Comparative analysis of informed consent for spine surgery in patients in Ethiopia and Poland and the importance of verbal contact with patients based on the medical mission “Polish Medical Team Helping Hand”

Comparative analysis of informed consent for spine surgery in patients in Ethiopia and Poland and the importance of verbal contact with patients based on the medical mission “Polish Medical Team Helping Hand”

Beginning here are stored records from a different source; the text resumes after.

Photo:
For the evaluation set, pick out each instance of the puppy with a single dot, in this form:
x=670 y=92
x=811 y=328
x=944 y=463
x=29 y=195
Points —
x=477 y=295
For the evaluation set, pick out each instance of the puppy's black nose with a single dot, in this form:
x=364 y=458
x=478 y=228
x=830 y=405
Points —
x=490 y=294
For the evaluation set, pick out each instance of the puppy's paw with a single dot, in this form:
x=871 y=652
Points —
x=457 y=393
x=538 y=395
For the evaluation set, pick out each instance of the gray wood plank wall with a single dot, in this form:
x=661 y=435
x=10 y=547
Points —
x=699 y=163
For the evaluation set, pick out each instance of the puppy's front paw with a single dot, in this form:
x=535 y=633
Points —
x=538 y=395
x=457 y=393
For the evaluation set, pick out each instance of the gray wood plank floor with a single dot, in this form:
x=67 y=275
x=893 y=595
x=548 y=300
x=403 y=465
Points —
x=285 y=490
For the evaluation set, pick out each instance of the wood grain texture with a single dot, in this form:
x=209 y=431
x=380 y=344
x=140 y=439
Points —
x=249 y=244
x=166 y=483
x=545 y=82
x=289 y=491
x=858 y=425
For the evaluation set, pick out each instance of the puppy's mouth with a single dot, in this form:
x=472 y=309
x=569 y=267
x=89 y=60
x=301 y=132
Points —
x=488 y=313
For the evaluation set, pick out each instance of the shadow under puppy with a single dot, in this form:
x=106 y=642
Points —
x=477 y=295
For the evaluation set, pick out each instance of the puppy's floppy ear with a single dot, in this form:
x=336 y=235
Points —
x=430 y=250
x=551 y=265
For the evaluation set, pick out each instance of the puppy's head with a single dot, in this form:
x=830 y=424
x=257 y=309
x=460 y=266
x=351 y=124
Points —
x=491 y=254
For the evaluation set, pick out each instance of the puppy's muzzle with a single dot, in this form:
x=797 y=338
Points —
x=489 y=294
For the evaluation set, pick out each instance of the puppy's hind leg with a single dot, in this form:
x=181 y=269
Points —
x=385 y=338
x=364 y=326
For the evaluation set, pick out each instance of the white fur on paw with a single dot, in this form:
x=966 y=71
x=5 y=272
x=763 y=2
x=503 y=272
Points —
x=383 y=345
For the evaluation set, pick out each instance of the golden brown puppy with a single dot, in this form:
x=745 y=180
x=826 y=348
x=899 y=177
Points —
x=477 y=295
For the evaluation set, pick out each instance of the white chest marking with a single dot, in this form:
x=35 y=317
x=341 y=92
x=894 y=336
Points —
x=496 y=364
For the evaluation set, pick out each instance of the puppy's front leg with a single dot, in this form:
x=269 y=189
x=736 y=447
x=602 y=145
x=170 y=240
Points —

Zygmunt Siedlecki, Abat Sahlu, Adu Sileshy, Surafel Mekonnen Mendere, Amanuel Firew Dilnesaw, Yemisirach Bizuneh, Sebastian Grzyb, Bizuayehu Mengesha Tegene, Abenezer Tirsit, Maciej Śniegocki
Journal of Education, Health and Sport, 3 April 2022; 12(2)
Abstract
The authors present a comparative analysis of the issue of legal consents for surgical procedures between Ethiopia and Poland. The analysis is based on the procedures performed as part of the Polish medical mission “Polish Medical Team Helping Hand”. As part of this project, the authors performed ten surgical procedures for percutaneous spine stabilization in soldiers injured during the war with gunshots of the spine and after falling from a height. All soldiers signed informed written consent to the procedure. However, the authors noticed a significant role of additional oral/ verbal (not written) information in discussing the details of the procedure, which in Polish hospitals must be in writing for formal and legal reasons. The authors conclude that while the written consent for surgical treatment is key and necessary both in Poland and in Ethiopia, in the case of medical procedures performed in Ethiopia, oral communication between the doctor and patients and oral explanations are more binding even regardless of the language barrier.